The winner of the game was the table who came up with the most unique segments (i.e. segments none of the other tables had thought of).

Importantly segment ideas were only permitted if the team could clearly explain how the website would be personalised for this segment, and the adjudicators (like myself) were at each table to make sure this happened.

In this post I’ve shared what the attendees came up with. Note that whilst there were many great ideas there were also a few dubious ones too, which just shows the length some marketers will go to, to win a bottle of wine!

For those interested in the details, table six won.

Their table consisted of a head of marketing, strategic marketing manager and senior digital marketing manager, which probably explains some of the more innovative segments they came up with.

The word cloud below shows all of the segments the tables came up:

Four things in particular that stood out from the session:

  1. Firstly, how engaged and extremely enthusiastic everyone was, even though many of the roles of the audience were not directly related to managing the website or to online customer experience.This is testament to how website personalisation is at the front of everyone’s mind at the moment. No wonder “targeting and personalisation are top priorities for marketers in 2014” (Econsultancy and Adobe research).
  2. There was also a lot of optimism in the room and high expectations for how website personalisation will change their businesses.
  3. Thirdly, the number of great ideas for segmentation and website personalisation that came from every table.Everyone did a great job at first thinking carefully about the needs of their own website target audience and then how this can be translated into great opportunities for website personalisation.
  4. And lastly how marketers are not only a competitive bunch but also pretty creative when push comes to shove!

Conclusions

We all had a lot of fun with this game. It was a great way of stimulating interest in how clients can utilise and practically apply all kinds of segments including the more advanced types from a single customer view (SCV) database.

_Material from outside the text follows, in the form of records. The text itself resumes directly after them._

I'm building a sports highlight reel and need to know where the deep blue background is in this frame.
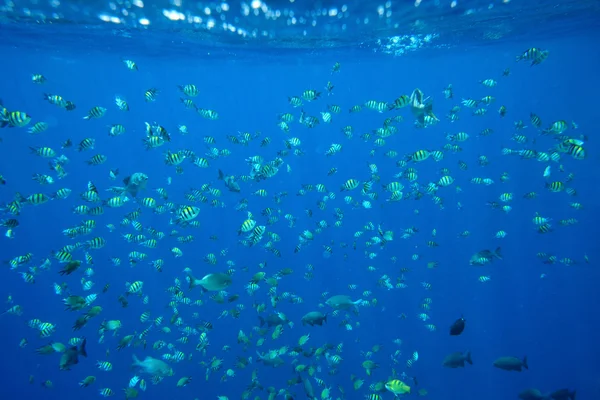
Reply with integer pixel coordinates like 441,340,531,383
0,32,600,400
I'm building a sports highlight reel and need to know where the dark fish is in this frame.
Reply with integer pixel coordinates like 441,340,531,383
302,311,327,326
219,170,241,193
59,338,87,371
258,314,289,328
442,351,473,368
548,389,576,400
494,356,529,372
519,388,548,400
450,317,467,336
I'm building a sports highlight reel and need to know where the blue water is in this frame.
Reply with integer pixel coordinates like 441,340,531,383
0,3,600,400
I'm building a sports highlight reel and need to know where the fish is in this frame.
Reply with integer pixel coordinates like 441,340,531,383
59,338,87,371
450,317,466,336
258,313,289,328
548,389,576,400
219,170,241,193
131,354,173,377
494,356,529,372
302,311,327,326
519,388,548,400
442,351,473,368
469,247,502,265
410,89,433,124
189,272,232,292
325,295,362,310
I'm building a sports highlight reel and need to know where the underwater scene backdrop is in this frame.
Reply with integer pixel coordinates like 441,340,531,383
0,0,600,400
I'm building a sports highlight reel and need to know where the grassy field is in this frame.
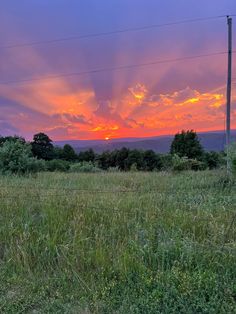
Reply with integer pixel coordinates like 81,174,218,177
0,171,236,313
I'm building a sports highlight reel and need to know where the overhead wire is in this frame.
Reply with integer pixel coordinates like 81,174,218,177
0,51,232,85
0,15,229,49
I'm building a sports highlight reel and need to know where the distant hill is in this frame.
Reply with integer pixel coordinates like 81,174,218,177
55,130,236,153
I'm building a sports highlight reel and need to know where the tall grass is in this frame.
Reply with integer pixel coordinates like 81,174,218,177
0,171,236,313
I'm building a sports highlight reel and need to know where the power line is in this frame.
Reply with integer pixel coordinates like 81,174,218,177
0,15,229,49
0,51,230,85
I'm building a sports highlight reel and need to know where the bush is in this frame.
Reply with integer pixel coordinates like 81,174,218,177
0,140,45,174
172,155,191,172
160,154,173,171
46,159,70,172
70,161,102,173
229,143,236,177
204,151,225,170
172,155,207,172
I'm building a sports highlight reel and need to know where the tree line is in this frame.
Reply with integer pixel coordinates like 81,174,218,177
0,130,225,173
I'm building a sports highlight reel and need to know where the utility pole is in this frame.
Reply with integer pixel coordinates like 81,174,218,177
226,16,232,174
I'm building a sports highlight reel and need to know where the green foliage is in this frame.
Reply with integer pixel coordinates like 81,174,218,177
62,144,78,161
31,133,54,160
172,155,207,172
170,130,204,160
0,135,25,147
46,159,70,172
229,142,236,178
78,149,96,162
204,152,225,170
0,170,236,314
70,161,101,173
142,150,163,171
0,140,45,174
130,162,138,172
159,154,173,171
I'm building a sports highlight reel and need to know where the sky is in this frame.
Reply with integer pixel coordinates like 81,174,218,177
0,0,236,140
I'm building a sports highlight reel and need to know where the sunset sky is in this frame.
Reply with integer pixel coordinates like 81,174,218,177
0,0,236,140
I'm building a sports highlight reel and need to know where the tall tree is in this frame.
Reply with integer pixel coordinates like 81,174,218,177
170,130,204,160
31,133,54,160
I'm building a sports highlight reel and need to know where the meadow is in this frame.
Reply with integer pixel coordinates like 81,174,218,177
0,170,236,313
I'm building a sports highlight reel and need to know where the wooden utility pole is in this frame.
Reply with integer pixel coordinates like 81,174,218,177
226,16,232,173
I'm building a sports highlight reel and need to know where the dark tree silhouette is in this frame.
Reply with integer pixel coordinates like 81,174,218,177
62,144,78,161
31,133,54,160
170,130,204,160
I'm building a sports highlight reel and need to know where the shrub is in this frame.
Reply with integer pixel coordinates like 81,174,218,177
172,155,191,172
130,162,138,172
46,159,70,172
204,151,225,170
70,161,102,173
0,140,45,174
229,143,236,177
172,155,207,172
160,154,173,171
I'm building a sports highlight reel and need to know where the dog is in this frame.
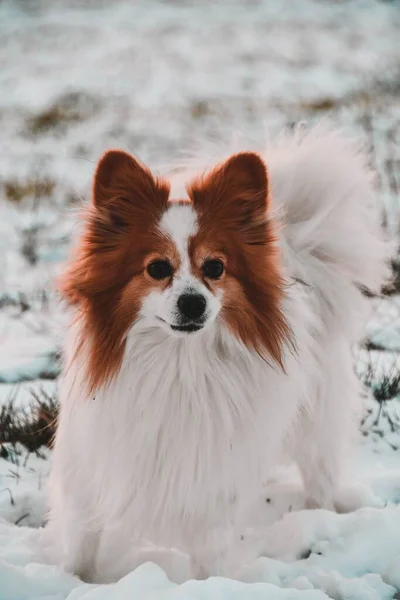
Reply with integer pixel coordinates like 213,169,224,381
46,125,389,582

The most impressive thing for me was how everyone was thinking about the customer first and then coming up with the personalisation ideas (i.e. how the website would change to better serve their needs).

Also the idea of website personalisation, for those not doing it yet, was pretty liberating. It might sound a bit of a strange way to describe it as liberating – but designing and optimising one single user experience can be quite restrictive and requires a lot of compromises.

Many on the tables were no doubt recalling all those internal debates that inevitably occur around compromises such as how to prioritise content on the homepage.

Designing more personalised experiences is quite the opposite. Just think how simple, easy-to-use and effective your website could be if you could identify who you were talking to and tailor the messaging, offers, position of content, journeys etc.?

From a UX and CRO perspective, website personalisation just makes sense on so many levels. It just works – and from our experience when you can utilise the types of advanced segments available in a single customer view (SCV) database – it works a whole lot better.

So it’s a very exciting time to be part of this fast changing landscape. And it’ll be very interesting to run the segmentation/personalisation game again in a year or so to see how opinions have changed.